Progress, huh? Did Schumer offer him five magic beans in exchange for a DREAM amnesty this time instead of the usual four?

All of America waits now and wonders whether the country can survive having 13 percent of the federal government cease functions for 28 hours or however long it’ll take for them to make a deal. And I say that knowing that, in its own small way, that sort of statement contributes to the GOP’s PR problem when shutdowns happen. When Democrats are running around screaming the PEOPLE WILL DIE if the federal Sarlacc stops consuming taxpayer money for 45 minutes and Republicans are saying, “Calm down, it’s a burp that’ll be resolved before you know it,” which side will be perceived as more reluctant to see a shutdown happen and therefore less blameworthy if it does?

Which brings me to this afternoon’s new WaPo poll.

A 48 percent plurality says Trump and congressional Republicans are mainly responsible for the situation resulting from disagreements over immigration laws and border security, while 28 percent fault Democrats.
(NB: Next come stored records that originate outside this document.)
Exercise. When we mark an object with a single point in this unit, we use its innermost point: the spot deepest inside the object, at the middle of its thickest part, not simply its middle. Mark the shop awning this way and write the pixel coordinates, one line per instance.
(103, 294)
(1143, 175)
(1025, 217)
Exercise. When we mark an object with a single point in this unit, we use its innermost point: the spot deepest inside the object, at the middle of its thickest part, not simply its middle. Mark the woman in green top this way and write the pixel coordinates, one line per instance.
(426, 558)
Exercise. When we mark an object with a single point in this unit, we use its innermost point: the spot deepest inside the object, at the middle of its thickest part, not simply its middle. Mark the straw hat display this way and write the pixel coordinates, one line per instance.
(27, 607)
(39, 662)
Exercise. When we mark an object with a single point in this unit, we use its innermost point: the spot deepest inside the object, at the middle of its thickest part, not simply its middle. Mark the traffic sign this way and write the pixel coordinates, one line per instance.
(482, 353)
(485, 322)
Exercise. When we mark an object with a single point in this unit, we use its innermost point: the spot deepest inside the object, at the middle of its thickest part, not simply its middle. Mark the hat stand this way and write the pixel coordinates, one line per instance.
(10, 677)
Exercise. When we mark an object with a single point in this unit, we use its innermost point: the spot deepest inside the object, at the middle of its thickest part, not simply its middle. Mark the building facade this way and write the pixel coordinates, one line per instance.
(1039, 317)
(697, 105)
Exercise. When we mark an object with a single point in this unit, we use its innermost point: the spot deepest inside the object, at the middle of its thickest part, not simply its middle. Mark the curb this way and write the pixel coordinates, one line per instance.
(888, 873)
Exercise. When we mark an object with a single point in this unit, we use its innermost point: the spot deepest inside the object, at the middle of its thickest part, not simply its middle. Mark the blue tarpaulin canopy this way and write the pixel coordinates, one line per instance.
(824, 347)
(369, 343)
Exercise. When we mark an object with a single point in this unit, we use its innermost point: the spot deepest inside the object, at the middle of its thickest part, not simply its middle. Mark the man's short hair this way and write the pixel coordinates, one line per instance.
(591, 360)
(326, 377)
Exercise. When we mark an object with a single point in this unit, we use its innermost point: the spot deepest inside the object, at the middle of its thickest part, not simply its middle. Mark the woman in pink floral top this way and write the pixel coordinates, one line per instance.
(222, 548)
A sizable 18 percent volunteer that both parties are equally responsible. Political independents drive the lopsided margin of blame, saying by 46 to 25 percent margin that Republicans and Trump are responsible for the situation…

The Post-ABC poll finds Democrats are more united in blaming Republicans for the situation than vice versa. A 78 percent majority of Democrats say Trump and congressional Republicans are mainly responsible for the potential government shutdown, while a smaller 66 percent of Republicans blame Democrats in Congress. One in seven Republicans, 14 percent, say Trump and Republicans are to blame.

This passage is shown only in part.